Davis and his family—wife Trisha, daughters Kelly, 13, and Elyse, 5, and son Evan, 8—don’t take the life for granted. The tight-knit family enjoys time together outdoors, whether they’re roasting marshmallows at the permanent campsite Davis built in a wooded area near their home, or bow hunting life-size rubber animal targets he has strategically hidden in the brush.

Still, the Davis property is not without reminders of Dad’s high-tech profession and spectacular musical career that make all this possible. Among the tall grasses, oaks and maples are mounted microphones, carefully placed 200 feet apart to record the wind, the birds and rustling leaves. The mikes are wired underground to deliver those sounds of nature to Davis’ recording studio in his basement, where they become integral parts of his recordings, especially the Ambience series. Many of the scenes in Mannheim Steamroller’s visual extravaganzas seen on DVDs or experienced at concerts come from spots right on his land.

A down-home determination

These high-tech intrusions into the peaceful, pastoral scene serve as a reminder of the anomaly Chip Davis is: Like many creative geniuses, he doesn’t fit a mold. He’s a Billboard-topping recording artist who is happy mowing 50 acres on his mid-size John Deere tractor. He’s a classically trained musician, yet he’s an astute marketer with uncanny business savvy. He can focus intensely for days on a project, but, at the same time, possesses a down-home, put-your-feet-up-and-relax easiness.

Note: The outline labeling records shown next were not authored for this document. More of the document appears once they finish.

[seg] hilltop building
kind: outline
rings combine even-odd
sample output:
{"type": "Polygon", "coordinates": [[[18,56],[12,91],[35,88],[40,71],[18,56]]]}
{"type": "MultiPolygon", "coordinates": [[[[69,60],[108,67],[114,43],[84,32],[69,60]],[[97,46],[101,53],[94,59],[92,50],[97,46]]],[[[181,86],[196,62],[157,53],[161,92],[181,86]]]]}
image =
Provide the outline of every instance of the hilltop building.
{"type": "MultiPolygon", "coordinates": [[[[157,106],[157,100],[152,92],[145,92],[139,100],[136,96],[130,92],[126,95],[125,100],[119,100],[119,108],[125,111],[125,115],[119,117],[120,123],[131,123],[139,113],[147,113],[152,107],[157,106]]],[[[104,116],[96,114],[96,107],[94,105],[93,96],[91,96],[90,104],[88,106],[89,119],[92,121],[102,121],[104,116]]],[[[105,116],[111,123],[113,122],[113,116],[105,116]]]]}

Perhaps most significantly, he has sold more than 30 million albums his way—outselling Bruce Springsteen and Sting in the last 15 years—against the advice and wisdom of music industry gurus. They told him his 18th-century rock ‘n’ roll, which married classical instruments such as harpsichords and recorders with electric bass, drums and synthesizers, would never work. Many urged him not to bother with Christmas music, because it just doesn’t sell, so he simply started his own label.

“When I hear ‘no,’ or ‘you can’t,’ I say, ‘Oh yeah?’” Davis says. “I get that from my dad and my grandfather. My son has a big case of it, too.”

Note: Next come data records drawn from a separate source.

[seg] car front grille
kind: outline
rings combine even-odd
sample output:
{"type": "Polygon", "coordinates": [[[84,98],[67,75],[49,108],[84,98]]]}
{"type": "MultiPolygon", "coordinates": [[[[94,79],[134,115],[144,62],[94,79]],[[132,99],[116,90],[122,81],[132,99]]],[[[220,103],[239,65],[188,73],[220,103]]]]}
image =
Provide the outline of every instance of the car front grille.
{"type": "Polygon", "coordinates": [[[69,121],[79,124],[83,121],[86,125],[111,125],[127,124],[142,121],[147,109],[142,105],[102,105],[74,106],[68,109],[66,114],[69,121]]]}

Because of that determination, Davis has been able to continually create new albums that sell in an industry where stars come and go quickly. “I’m not trying to create a fad. Most of my music is classical, so there is something in it that has longevity. It’s hard for others to copy us, so we don’t hit saturation,” he explains. “People are still discovering us.”

Somehow, Davis also finds time for philanthropic work. His concert and album project to benefit Yellowstone National Park generated more than $500,000 and made him the largest private donor in the history of the National Park Service. His latest venture involves equipping hospital rooms with music from Mannheim’s Ambience series. He says nurses in a pilot project in Minneapolis report that the music soothes the anxieties of child cancer patients.

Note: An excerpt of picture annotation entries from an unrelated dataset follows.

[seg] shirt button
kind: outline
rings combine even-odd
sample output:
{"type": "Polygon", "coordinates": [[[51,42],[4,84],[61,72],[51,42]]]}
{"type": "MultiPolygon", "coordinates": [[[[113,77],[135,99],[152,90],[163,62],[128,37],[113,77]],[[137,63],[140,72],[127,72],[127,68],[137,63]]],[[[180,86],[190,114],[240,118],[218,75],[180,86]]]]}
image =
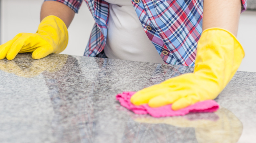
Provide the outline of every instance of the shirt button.
{"type": "Polygon", "coordinates": [[[162,52],[162,53],[164,55],[168,55],[168,52],[167,52],[167,51],[163,51],[163,52],[162,52]]]}
{"type": "Polygon", "coordinates": [[[150,26],[147,26],[147,29],[150,31],[152,30],[152,27],[150,26]]]}
{"type": "Polygon", "coordinates": [[[139,0],[134,0],[134,2],[136,4],[138,4],[139,2],[139,0]]]}

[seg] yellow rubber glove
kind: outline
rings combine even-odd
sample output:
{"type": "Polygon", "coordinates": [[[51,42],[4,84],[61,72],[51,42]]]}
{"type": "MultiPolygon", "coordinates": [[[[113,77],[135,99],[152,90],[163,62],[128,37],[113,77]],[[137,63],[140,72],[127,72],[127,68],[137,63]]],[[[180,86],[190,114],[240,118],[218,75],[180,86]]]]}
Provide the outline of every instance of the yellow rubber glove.
{"type": "Polygon", "coordinates": [[[23,33],[0,45],[0,59],[13,59],[18,53],[32,52],[34,59],[63,51],[68,44],[68,34],[64,22],[50,15],[44,18],[34,34],[23,33]]]}
{"type": "Polygon", "coordinates": [[[134,104],[151,107],[173,104],[178,110],[215,98],[228,83],[245,54],[235,37],[219,28],[204,31],[198,44],[193,73],[185,74],[144,88],[131,98],[134,104]]]}

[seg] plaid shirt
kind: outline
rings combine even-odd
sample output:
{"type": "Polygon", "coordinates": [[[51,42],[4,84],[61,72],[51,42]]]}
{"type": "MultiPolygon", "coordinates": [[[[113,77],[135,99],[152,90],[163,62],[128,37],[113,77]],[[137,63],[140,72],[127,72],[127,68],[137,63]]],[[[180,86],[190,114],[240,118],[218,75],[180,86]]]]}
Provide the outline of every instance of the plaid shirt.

Christmas 2004 finds Mannheim Steamroller releasing its fifth Christmas CD, Celebration, to commemorate the 20th anniversary of its explosion onto the holiday music scene. The annual Christmas concert tour, which started Nov. 19 in Billings, Mont., will end, as always, with a hometown concert in Omaha on Dec. 26.

With books to complement his compositions and new CDs of patriotic and Halloween music, it seems there is no limit to Davis’ creativity. “I love what I do,” he says. “I love the creative process—making things that affect people and make their lives better.”